Em 1993, com a chegada de muitos romani fugindo da guerra na Bósnia, e sua instalação em campos informais nas periferias de Roma e sofrerem violências e vandalismo da população italiana que morava perto dessas instalações, o então prefeito, Francesco Rutelli, realizou o primeiro censo étnico dos Roma, e os separou em dois grupos: aqueles sem um histórico criminal – e, então, qualificados para viver em campos – e aqueles com – que sofreram expulsões em massa da capital (Marinaro, 2009, pp. 275). A partir de então, os prefeitos de Roma progressivamente aumentaram a retórica anti-romani, os qualificando como criminosos e perigosos, como forma de angariar votos, e, como consequência, os romani foram sofrendo cada vez mais perseguição da população e da polícia, e separados em grupos de desejáveis – os quais eram movidos para campos estatais – e indesejáveis – os quais eram obrigados a viver em condições cada vez mais precárias, sempre fugindo da polícia e suscetível à extrema violência por parte da população (Marinaro, 2009).

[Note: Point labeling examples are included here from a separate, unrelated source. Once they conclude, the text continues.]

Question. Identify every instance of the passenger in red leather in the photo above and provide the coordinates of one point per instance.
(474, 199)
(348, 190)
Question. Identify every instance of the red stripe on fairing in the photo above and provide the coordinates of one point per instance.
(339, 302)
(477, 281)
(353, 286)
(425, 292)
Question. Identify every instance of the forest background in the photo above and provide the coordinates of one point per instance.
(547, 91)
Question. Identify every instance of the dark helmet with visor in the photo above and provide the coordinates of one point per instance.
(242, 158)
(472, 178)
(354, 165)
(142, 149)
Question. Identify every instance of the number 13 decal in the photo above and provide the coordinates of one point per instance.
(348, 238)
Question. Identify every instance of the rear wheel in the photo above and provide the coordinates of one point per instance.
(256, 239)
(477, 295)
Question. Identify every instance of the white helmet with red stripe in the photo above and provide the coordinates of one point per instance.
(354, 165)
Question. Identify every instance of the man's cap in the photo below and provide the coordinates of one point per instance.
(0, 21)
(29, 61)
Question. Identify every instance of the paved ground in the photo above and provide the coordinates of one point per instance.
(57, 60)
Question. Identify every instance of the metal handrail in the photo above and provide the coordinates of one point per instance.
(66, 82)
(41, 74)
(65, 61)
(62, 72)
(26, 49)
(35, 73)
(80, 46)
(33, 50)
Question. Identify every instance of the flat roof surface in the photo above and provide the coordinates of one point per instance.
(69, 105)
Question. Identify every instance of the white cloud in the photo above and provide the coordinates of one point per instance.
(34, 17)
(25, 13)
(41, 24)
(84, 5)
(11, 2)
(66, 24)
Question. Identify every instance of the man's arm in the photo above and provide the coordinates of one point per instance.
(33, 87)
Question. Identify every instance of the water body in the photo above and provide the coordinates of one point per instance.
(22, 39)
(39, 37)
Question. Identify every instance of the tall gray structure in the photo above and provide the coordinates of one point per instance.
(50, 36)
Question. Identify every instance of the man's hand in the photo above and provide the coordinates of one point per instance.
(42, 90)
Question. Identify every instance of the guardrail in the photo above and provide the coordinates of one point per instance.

Essa separação cria o homo sacer: o romani indesejável que vive fora dos campos estatais, por ser considerado um criminoso, e, então, não tem direito a nenhum tipo de documentação ou existência legal e jurídica. Para eles, mais uma vez nas palavras da Secretária de Camus, aparentemente, não há saída.

Conclusão

A PESTE

(Luz ao centro)

Vós, cara amiga, preparai o balanço das deportações e das concentrações. Ativai a transformação de inocentes em culpados. […]

A SECRETÁRIA

Está sendo feito. Tudo vai bem e parece-me que essa boa gente já me compreendeu.

A PESTE

Tendes uma ternura à flor da pele, cara amiga. Sentis a necessidade de compreensão. […] o essencial é que não compreendam, o essencial é que se executem. Reparai! É uma expressão que tem seu sentido, não achais?

A SECRETÁRIA

Que expressão?

A PESTE

Executar-se. Vamos, vós aí, executai-vos, executai-vos. […] depois, a ideia de que o que se executa colabora na sua própria execução – o que é o objetivo e a consolidação de todo bom governo. (Camus, 1948, pp. 78)

O objetivo deste artigo era demonstrar algumas das atuais técnicas de controle de populações marginalizadas taxadas como indesejáveis, utilizando o caso dos romani que residem na União Europeia como exemplo. Essas são técnicas utilizadas em um novo momento de formas de controle, o qual vai além de proteção fronteiriça e altera a noção de fronteira, ao mesclar segurança interna e externa (Bigo, 2006; van Baar, 2015).

Com essa mudança, o conceito de proteção do Estado e seus cidadãos vai além da proteção ameaças externas, mas realoca fronteiras em qualquer local que haja um comportamento suspeito, como, no caso demonstrado, ao classificar os romani como uma categoria ilegítima de indivíduo (Töpher, 2012; van Baar, 2014 em van Baar, 2015). Assim, “while ‘old curtains’ have disappeared, ‘new screens’ and preemptive measures based on threat perception and construction have entered the scene” (van Baar, 2015, pp. 6). E os romani são um entre muitos grupos a serem alvo dessas técnicas de controle.

Bibliografia

Lamberto, Julien. A tale of the Roma People in Europe in the Context of the Sovereign Nation-State, Drake University Undergraduate Social Science Journal, 2015.

Marinaro, Isabella Clough. Between Surveillance and Exile: Biopolitics and the Roma in Italy. Bulletin of Italian Politics. Vol. 1, No. 2, pp. 265-87. 2009.

Sigona, N., 2005. Locating ‘The Gypsy Problem’. The Roma in Italy: Stereotyping, Labeling and ‘Nomad Camps’. Journal of Ethnic and Migration Studies, 31 (4), 741-756.

van Baar, Huub. Socio-Economic Mobility and Neo-Liberal Governmentality in Post-Socialist Europe: Activation and the Dehumanisation of the Roma. Journal of Ethnic and Migration Studies. Vol. 30, No. 8, pp. 1289-1304. 2012.

van Baar, H. (2015). The Perpetual Mobile Machine of Forced Mobility: Europe’s Roma and the Institutionalization of Rootlessness. In Y. Jansen, R. Celikates, & J. de Bloois (Eds.), The Irregularization of Migration in Contemporary Europe: detention, deportation, drowning (pp. 71-86). London: Rowman & Littlefield International.